Never underestimate the power of positive pomposity.
The above hissed in response by: Dafydd ab Hugh at May 16, 2007 5:14 PM
The following hissed in response by: Dafydd ab Hugh
Any overs or unders as to when our heros will get the money. I say a Bill is ready by next Thursday.
Oh no, they'll kick the gong around a while longer and will make at least two more half-witted attempts -- I'm sorry, I misspoke: I meant to say half-hearted attempts to mandate defeat. Only then will enough Democrats join nearly all the Republicans to pass a funding bill that includes benchmarks that are advisory only.

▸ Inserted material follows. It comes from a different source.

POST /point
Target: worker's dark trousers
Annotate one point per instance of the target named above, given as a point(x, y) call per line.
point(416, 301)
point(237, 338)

(The first one they'll pass before that, I think -- probably early next week -- will be benchmarks pegged to troop withdrawals, but giving Bush the option to overrule withdrawal by certifying that the Iraqis are trying really, really hard. Bush will confound the Democrats and RINOs by casting yet another veto instead.)
The above hissed in response by: Dafydd ab Hugh at May 16, 2007 5:27 PM
The following hissed in response by: yonason
". . . were he [Dinghy Harry] to retire to a life of religious study and monkdom." -- Dafydd
Do they even have monks? (I am restraining myself (so much it almost hurts) from saying the obvious. I hope you appreciate that).
So why does he let the MSM get away with slandering Romney for his Mormonship? Reid is a sleeze, and not because he's a Mormon, either. Of course, that does leave me at a loss to explain the pride some of them seem to take in him. Probably just a local phenomenon?
btw, that article talks about how close he came to dropping out of college, about which he is quoted as saying "I'm sorry to admit now I would have quit," Reid said. "I think I was looking for a way out."
Looks like he never stopped, and now he's found a way to have others do his quitting for him. What a guy!
The following hissed in response by: brutepcm
This is all a pleasant delusion. Remember it fondly when the People's State of Aztlan surrenders to the Taliban.
After Iran bombs us back to the stone age.
(Subtle clues that I have lost all confidence in the electoral process, the Presidential candidates, and the current Congress.)
The following hissed in response by: habu
A tour de force in poitical writing. It put a nice smile on my face. Bravo
The following hissed in response by: Pam
Dafydd, you're kidding me, right! UGH! So, we're talking June and the not yet Surge, Surge is beginning at the end of this month.